Ludmila había empezado a angustiarse y desesperarse rápidamente. Su piel se tornó de un tono más pálido y sus facciones habían adquirido una expresión de espanto manifiesta. Guiada puramente por la intuición, recogió de un solo saque la valija y la abrió. Los treinta millones de australes se habían esfumado y en su lugar, aparecieron una gran cantidad de joyas valuadas en miles de millones de australes, de una preciosidad solemne, pulidas y brillantes.
Ludmila Paz se quedó totalmente atónita al contemplar semejante espectáculo inesperado. Ese tesoro valía mil veces más que los treinta millones que había entregado como rescate por el secuestro de su esposo, Amadeo Costa. ¿Cómo habían hecho los captores para sustituir los billetes por las alhajas en tan poco tiempo? Y cuando pudo al fin reaccionar, varios oficiales de policía la tenían rodeada y la habían detenido. Ése motín precioso había sido robado recientemente de una importante y prestigiosa joyería de Capital Federal, y la Justicia tenía el dato fidedigno de que las habían trasladado a bordo de dicho ramal ferroviario para sacarlas de la ciudad y entregarlas tal vez a uno o más cómplices que esperaban en Rosario.

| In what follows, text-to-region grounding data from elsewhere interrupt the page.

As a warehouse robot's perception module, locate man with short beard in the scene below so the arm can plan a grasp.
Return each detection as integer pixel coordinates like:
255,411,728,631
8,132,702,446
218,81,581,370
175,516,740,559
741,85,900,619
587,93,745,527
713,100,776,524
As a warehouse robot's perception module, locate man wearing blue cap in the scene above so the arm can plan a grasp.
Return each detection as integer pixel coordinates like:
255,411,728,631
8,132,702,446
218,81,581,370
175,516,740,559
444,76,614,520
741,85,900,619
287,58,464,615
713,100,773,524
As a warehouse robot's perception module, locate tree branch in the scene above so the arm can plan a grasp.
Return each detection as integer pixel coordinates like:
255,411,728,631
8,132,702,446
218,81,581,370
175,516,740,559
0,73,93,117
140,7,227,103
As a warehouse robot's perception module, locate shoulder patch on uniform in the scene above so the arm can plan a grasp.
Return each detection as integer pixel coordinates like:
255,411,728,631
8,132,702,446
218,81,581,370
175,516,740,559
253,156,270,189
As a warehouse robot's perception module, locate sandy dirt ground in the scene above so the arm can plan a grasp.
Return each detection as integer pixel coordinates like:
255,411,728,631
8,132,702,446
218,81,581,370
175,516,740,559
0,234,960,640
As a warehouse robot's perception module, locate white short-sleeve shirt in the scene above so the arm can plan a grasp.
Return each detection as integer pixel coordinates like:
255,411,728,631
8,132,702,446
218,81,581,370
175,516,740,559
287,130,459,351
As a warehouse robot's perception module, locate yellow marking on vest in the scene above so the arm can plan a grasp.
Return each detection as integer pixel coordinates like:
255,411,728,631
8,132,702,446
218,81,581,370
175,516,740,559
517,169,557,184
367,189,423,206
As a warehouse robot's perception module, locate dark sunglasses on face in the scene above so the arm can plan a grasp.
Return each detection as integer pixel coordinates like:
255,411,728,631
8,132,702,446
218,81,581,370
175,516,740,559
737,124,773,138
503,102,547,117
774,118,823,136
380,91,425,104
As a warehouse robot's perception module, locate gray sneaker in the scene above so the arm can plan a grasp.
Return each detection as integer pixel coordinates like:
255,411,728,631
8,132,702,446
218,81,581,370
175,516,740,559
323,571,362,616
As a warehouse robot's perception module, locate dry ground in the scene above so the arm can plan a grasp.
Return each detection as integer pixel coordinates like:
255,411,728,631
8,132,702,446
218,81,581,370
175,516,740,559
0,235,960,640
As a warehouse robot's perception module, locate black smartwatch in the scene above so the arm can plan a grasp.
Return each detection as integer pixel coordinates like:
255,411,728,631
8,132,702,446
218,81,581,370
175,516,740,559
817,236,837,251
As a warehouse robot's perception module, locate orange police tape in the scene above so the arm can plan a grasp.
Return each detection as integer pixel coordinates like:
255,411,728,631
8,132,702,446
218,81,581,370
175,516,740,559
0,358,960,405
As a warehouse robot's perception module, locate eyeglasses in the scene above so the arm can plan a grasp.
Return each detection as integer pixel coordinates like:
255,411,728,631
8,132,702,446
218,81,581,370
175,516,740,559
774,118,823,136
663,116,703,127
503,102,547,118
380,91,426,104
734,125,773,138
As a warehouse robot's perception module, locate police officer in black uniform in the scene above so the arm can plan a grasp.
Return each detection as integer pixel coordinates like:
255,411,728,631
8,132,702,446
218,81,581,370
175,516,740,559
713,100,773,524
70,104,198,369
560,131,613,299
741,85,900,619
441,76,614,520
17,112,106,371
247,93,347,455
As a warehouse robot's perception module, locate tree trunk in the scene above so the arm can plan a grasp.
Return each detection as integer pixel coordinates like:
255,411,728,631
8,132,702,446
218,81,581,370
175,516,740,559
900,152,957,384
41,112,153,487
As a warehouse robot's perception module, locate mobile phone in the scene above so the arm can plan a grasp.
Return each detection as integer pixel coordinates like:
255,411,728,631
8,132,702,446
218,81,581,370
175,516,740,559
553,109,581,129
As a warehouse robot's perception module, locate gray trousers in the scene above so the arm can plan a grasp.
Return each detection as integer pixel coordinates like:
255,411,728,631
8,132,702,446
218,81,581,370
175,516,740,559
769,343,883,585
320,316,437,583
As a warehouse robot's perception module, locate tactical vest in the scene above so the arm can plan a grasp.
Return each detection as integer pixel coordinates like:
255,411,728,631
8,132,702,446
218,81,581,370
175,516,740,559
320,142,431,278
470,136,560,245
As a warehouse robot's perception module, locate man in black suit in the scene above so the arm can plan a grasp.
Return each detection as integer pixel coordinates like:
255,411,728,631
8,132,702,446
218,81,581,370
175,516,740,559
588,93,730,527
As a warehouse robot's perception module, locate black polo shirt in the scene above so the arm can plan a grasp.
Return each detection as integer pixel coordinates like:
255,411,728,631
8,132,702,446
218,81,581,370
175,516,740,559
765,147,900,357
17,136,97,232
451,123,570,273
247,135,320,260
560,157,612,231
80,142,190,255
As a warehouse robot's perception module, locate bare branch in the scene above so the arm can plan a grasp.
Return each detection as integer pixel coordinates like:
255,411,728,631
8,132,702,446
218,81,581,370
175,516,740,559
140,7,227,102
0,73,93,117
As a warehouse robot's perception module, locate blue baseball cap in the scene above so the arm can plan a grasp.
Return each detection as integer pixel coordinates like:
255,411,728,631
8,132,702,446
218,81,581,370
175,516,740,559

Ludmila Paz intentó convencer a los oficiales que la mantenían bajo arresto que había sido víctima de un engaño y que su esposo estaba secuestrado. Pero al haber desaparecido todas las cartas que le dejaron misteriosamente, su historia perdió credibilidad.
Comprendió luego que el secuestro fue completamente falso y que tanto aquéllo como el robo fueron orquestados y ejecutados por su propio esposo, por el propio Amadeo Costa, que con engaños, la llevó directo hasta la trampa que ingeniosamente le tendió. Hizo que Ludmila le cediera toda su fortuna para empezar una nueva vida junto a su amante que esperaba un hijo de él. Su amante le dio lo que su propia esposa le negó durante los dos años que estuvieron casados: un hijo. Ahora, con esta tertulia que impulsó en contra de ella, Amadeo podía reclamar la nulidad de su matrimonio con Ludmila Paz y quedarse con la casa con la que convivieron durante el tiempo que estuvieron casados. Sólo había un problema: el hijo que su amante esperaba no era de él. Amadeo planificó todo por nada.
***
Lo que más atormentó a Ludmila fue cómo su marido le había dejado las notas sin que jamás se diera cuenta de nada y cómo viajó a bordo del mismo tren sin que ella lo reconociera. Y enseguida se le vino una figura a la memoria: ¡el guarda!